Sylvain Dupuis
Composities voor: Piano
6 Mélodies (6 Melodies)Canzona (Kanzona)Impromptu (Improvisatie)NostalgieRondes CramignonsWikipediaPierre Joseph Michel Sylvain Dupuis, (Luik, 9 oktober 1856 - Brugge, 28 september 1931) was een Belgisch musicus, orkestleider, componist en muziekpedagoog. Hij was dirigent in de Brusselse Koninklijke Muntschouwburg en directeur van het Koninklijk Conservatorium van Luik.
Sylvain Dupuis werd geboren in een muzikale familie. Zijn vader, Michel Dupuis, was docent solfège aan het Koninklijk Conservatorium van Luik en zijn oom José Dupuis was een bekend zanger en acteur die carrière maakte in Parijs. Nog een andere oom was violist en docent viool aan het Luikse conservatorium.

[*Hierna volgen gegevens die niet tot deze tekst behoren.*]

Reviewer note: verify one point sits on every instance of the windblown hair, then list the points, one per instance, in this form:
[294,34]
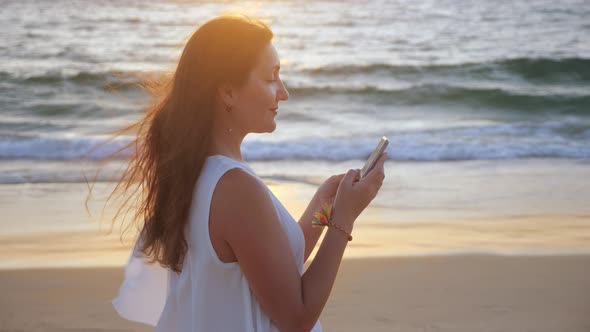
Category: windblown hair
[171,142]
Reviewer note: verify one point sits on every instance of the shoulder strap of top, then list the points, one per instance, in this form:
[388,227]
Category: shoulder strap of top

Op elfjarige leeftijd ging Dupuis naar het Luikse conservatorium en ging er achtereenvolgens solfège, hobo, piano, orgel, harmonieleer en compositie studeren. Hij vervolmaakte zich in het bespelen van de hobo en directeur Jean-Théodore Radoux beschouwde hem als zijn beste leerling.
Al op zeer jonge leeftijd nam Dupuis deel aan het Luikse muzikale leven. Vanaf 1873 was hij reeds dirigent van het mannenkoor La Légia waarvan hij eind 1875, op negentienjarige leeftijd, adjunct-directeur werd.

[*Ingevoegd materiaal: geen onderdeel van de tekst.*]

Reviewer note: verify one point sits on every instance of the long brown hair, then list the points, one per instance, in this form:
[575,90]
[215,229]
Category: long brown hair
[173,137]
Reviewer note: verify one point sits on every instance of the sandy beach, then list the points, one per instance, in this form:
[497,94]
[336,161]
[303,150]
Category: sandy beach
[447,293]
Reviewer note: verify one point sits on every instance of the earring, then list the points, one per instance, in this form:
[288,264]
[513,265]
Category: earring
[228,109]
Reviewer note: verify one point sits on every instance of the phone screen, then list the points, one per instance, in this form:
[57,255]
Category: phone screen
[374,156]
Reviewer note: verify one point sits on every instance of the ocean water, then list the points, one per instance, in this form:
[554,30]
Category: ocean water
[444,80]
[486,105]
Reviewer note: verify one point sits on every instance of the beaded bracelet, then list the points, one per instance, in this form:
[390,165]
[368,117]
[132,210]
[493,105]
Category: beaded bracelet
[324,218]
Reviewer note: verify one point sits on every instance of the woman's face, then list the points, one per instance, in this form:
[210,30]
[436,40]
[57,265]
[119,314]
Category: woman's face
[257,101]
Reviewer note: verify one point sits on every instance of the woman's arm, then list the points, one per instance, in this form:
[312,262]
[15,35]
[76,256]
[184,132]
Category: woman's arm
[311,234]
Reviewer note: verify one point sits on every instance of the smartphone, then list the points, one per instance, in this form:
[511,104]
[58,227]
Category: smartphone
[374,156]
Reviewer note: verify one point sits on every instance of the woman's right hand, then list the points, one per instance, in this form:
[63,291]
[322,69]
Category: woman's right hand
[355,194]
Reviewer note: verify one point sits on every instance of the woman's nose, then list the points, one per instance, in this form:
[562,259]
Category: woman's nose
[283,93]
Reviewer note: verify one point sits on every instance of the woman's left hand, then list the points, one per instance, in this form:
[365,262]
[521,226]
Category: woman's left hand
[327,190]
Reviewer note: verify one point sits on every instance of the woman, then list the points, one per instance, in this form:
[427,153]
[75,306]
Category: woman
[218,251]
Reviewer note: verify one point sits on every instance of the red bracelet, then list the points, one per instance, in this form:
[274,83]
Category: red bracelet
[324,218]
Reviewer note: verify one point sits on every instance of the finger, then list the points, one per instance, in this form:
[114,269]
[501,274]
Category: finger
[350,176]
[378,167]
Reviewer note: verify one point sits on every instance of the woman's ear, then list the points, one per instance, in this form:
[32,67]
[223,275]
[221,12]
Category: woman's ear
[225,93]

In 1877 nam hij voor de eerste maal deel aan de Prix de Rome. Hij kreeg een eervolle vermelding voor de cantate La cloche de Roland, gecomponeerd op het Klokke Roeland van Julius Sabbe. Twee jaar later nam hij opnieuw deel aan de romeprijs en won er de tweede prijs met de cantate Camoëns, gecomponeerd op een gedicht van Jan A. Van Droogenbroeck. In 1881 nam hij opnieuw deel aan de Prix de Rome en deze keer won hij de eerste prijs met de cantate Le chant de la création, gecomponeerd op een gedicht van Karel Bogaerd.

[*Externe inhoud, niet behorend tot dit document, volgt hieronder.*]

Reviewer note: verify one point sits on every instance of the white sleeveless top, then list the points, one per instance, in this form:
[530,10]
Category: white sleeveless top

Met het geld dat hij met de Romeprijs won, kon Dupuis diverse studiereizen ondernemen. Hij trok eerst naar Duitsland waar hij onder meer in Bayreuth (waar hij de Bayreuther Festspiele bezocht) en München verbleef. Van 1883 tot 1885 verbleef hij in Parijs en ontmoette er onder meer
César Franck, Édouard Colonne en
Vincent d'Indy met wie hij een langdurige vriendschap zou onderhouden.
Nadat Dupuis in 1877 tot correpetitor in de harmonieleer aan het Luikse conservatorium was benoemd, werd hij er het jaar nadien benoemd tot adjunct-docent. Na zijn terugkeer naar Luik werd hij in 1886 benoemd tot docent harmonieleer. In 1889 werd hij eveneens docent samenzang. Hij bleef er lesgeven tot in 1904. Zijn bekendste leerlingen waren René Barbier, Armand Marsick, Roland Cardon en Benoît Franssen.
Dupuis, die al sinds 1890 dirigeerde in de Brusselse Koninklijke Muntschouwburg, werd er in 1900 benoemd tot eerste dirigent. Zijn benoeming werd door de Belgische muzikale wereld enthousiast onthaald omdat hij bekendstond als een vernieuwer.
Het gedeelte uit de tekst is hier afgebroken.